Prof. Dr. Mehmet Kaplan, "Türk Milletinin Kültürel Değerleri"nde, "''Kültür'' kelimesi türkçeye fransızcadan girmiştir. Fransızca ''culture'' kelimesi ve lâtince ''toprağı sürmek'' mânalarına gelen ''cultura'' kelimesinden türemiştir. Kelime daha sonra ''insan vücudunu ve ruhunu terbiye etme'', sanat ve fikir eserlerini geliştirme'' manalarını da içine alan bir genişlik kazanmıştır." der ve çok sevdiği Fransız şair ve fikir adamı Paul Valéry''nin "Arslanın vücudu yediği hayvanlardan oluşur." sözünü hatırlatır:
"Bu fikir, fertlerin kültür hayatına uygun olduğu kadar millî kültür sahasına da uygundur. (…) Nasıl hayvanlar ve insanlar dışarıdan bünyelerine uygun olmayan gıdaları alınca rahatsız olur, hastalanır, hattâ ölürse, millî varlığa uygun olmayan yabancı kültürler de milletleri öldürebilir."
Emire Işınsu, Mehmet Kaplan''ın tarifinin şuurundaydı. O, bir tarafta silahlarla, bir tarafta fikirlerle çarpışılan netameli kavga günlerinde gözünü kararttı; fikir cephesinde mevzi aldı.
"Kendimden Kendime"nin "Önsöz"ünde sevgili eşi Prof. Dr. İskender Öksüz "Kendimden Kendime, Işınsu''nun son yazısı. Bir iç dökme. / Bazı yazarlar ''bu son kitabımdır'' diye yazmışlardır ve sonra bir daha, bir daha yazmışlardır; fakat bu Emine Işınsu''nun kesinlikle son kitabıdır. Kendisi de bunun farkındaydı." diye yazıyor.

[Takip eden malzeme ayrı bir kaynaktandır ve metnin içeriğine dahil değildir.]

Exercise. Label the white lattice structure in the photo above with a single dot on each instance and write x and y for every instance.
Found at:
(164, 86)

27 Aralık 2020 günü. Bu köşede, "''Kendimden Kendime'', samimî bir başlık. Hatıralarının üslûbu da samimî. ''Kadın'' kimliğini örtmediği gibi, ön planda tutuyor. Şu içten satırları okumalıyız." diyor, yüreğinden gelen sesten bir bölüm verdikten sonra yazıyı "Sonra yine yazacağız." diye bitiriyorum. O gün bugünmüş.
Sözü Emine Işınsu''ya bırakıyorum:
"Bismillâhirrahmanirahim, hemen Yüce Allah, yardımcım ve rehberim olsun, âmin. /Yazacağım, (her neyse) ismini koydum bile: ''Kendimden Kendime''. Lâkin ne?.. Bir roman mı, on altıncısı olur!.. ''Küçük Dünya''dan sonra, gelen on dördüncüden, sonraki... Yoksa bu on altıncısı bir biyografi mi... O gün İLESAM''ın verdiği ödül sonrası pek kısacık konuşmamda ''Biyografik roman'' demiştim, ''Yazacağım.'' demiştim, ''Yüce Allah izin verirse'' diye ilâve etmiş miydim, hatırlamıyorum. Ancak, çok heyecanlı yüreğimdeki fısıltı, sadece O''nun ismi olmalıydı. Böyle ''büyük bir sözde'', başka ne olabilir ki... Yaradan''a sevgim kocaman ve yanında ona eşlik eden kocaman bir korku; O''nun ismini telâffuz ederken; biri diğerinden ayrı değil, çapları ve ruhumda etkileri eşit..."
Allah rahmet eylesin. Nur içinde yatsın.